I think it's because I'm a freshman. I obviously don't have that much experience towards others compared to who are running for other positions, but I feel like I have already kind of made an impact for me in my aspect of the campus so I feel like me being only here for a semester and a half, already having some sort of impact, I feel like that qualifies me for at least a position in Student Government.
What are your goals and what do you want to accomplish in your potential position in Student Government?
I'm on the Diversity and Inclusion Committee for Student Government, which that's one of my main topics and main focus is diversity inclusion for people off campus. A lot of people don’t know this but they're closing down Towers next year, which is Wilson and Wallace. And those two residence halls are home to a lot of people who are international students, low-income families and marginalized communities, and they have to find somewhere else to live because obviously they don't have a home next year. So they're either looking for off campus or on campus, and if they are looking for off campus, I want to see how we can include them because they've been on campus for such a long time. Also seeing how the low-income families can still live off campus have a tuition and have an education while not trying to be so wary of the financial status as a student, because obviously they have so much things that are placed academics, clubs and stuff, and having financial problems on top of that, it's just going to be overwhelming.
What needs to change in Student Government? What are some issues you think need to be addressed?
I feel like a lot of it happened last week with the whole Women's Week panelist, and there needs to be more of a friendly conversation rather than a debate, because at the end of the day we're all students. We're not politicians, obviously there are people who are getting their political science degree, but at the end of the day we're all just students, and we all go through the same struggles of academics, of trying to find friends on campus, etc. So there needs to be more room for discussion than debate.
How do you hope to represent your constituents?
As I said, I'm a freshman, so I haven't really experienced off campus yet, could only live on campus. So for next year I'm really open to hearing people's experiences, what happens off campus, and how, me being a voice for those students at such a young age, can transform that talk with my other UROC senators and see how we can get their voices, their problems to the Senate floor and to be talked about.

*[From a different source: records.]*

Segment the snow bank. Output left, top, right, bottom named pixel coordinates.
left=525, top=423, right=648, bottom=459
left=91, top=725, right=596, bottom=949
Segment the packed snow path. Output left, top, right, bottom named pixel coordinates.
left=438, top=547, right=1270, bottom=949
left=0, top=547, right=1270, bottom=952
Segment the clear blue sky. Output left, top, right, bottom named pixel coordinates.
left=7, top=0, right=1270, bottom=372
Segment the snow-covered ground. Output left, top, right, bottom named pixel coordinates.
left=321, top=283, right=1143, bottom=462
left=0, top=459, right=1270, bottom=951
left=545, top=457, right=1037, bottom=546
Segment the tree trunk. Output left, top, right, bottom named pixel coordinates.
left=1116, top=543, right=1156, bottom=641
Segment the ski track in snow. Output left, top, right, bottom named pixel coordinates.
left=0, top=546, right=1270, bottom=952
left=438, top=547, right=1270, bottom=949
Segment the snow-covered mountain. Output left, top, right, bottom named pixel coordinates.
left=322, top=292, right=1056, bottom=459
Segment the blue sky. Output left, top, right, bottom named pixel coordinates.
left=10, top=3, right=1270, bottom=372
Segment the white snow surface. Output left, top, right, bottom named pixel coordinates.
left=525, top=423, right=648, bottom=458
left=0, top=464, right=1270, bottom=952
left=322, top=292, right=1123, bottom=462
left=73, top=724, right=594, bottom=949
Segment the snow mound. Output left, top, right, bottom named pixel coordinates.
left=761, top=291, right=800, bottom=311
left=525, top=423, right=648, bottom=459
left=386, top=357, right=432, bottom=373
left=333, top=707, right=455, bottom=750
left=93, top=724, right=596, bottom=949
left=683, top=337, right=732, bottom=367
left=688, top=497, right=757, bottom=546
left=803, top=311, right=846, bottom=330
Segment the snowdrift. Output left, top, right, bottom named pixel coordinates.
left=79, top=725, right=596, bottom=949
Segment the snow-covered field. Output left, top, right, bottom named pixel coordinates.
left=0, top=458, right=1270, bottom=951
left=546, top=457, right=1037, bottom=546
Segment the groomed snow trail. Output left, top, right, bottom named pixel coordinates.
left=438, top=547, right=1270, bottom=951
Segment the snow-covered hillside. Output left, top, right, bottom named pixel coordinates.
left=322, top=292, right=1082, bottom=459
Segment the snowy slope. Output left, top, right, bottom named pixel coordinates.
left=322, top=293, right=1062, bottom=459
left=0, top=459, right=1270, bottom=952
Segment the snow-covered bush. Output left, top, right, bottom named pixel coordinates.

Why do you think it is crucial that UROC has an equal role in Student Government?
A lot of my campaign for this next year for UROC is reconnecting the gap between off campus and on campus, we're all students and we're all residents, but a lot of the things that are applied to the university affects on campus and you see the on campus effect, but everything that happens on campus, directly affects off campus. If they raise tuition or something, another fee is added to our tuition, how is that going to affect us as people living off campus, because we have to pay for rent. So, being that voice, and having an open discussion about, obviously there's people who live on campus and who live off campus, but everything that happens here doesn't just affect people living here but affects everyone else.